G. Conte achève son discours en indiquant que l’actuelle crise politique « compromet inévitablement l’action de ce gouvernement, qui s’arrête ici ». Telle est la conséquence à tirer du dépôt, par la Lega, d’une motion de censure visant son gouvernement. Sitôt le débat parlementaire terminé (il écoutera le discours de M. Salvini, respect de l’institution parlementaire oblige), G. Conte indique qu’il se rendra au Quirinale pour remettre sa démission « entre les mains du président de la République » (parallélisme sémantique des formes : avant d’entrer en fonction, le président du Conseil des ministres prête serment « entre les mains » du chef de l’État, article 93 de la Constitution). Ainsi s’achève le premier gouvernement Conte, celui d’un professeur de droit privé devenu médiateur entre deux formations partisanes antagonistes mais avides de gouverner. On ne sait ce que les historiens retiendront de l’éphémère coalition gialloverde ; les constitutionnalistes y ont gagné un grand discours parlementaire, réalisé par un chef de gouvernement titulaire effectif de l’indirizzo politico. Cela n’est pas de peu. 

Notes

1. La Lega de M. Salvini est alors créditée d’un score électoral supérieur à 30 %.

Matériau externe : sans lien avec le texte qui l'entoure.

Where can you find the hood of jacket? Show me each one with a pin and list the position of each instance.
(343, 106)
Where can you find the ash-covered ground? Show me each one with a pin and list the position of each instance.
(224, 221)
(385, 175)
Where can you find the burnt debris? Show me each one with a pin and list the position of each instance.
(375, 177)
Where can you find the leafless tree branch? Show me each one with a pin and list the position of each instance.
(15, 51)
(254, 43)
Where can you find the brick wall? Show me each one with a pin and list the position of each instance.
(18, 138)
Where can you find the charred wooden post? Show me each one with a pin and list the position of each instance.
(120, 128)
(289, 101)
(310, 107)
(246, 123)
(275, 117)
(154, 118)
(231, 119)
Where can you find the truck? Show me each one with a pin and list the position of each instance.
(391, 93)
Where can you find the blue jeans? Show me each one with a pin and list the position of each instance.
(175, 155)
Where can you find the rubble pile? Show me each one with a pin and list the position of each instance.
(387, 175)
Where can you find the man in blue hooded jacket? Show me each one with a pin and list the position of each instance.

2. Les deux têtes de l’exécutif sont professeurs de droit : S. Mattarella est professeur de droit parlementaire, G. Conte est professeur de droit des contrats.
3. Les citations entre guillemets renvoient – sauf mention contraire – au discours de G. Conte devant le Sénat ce 20 août 2019.
4. G. Conte n’utilise pas l’expression « démocratie illibérale » dans son discours.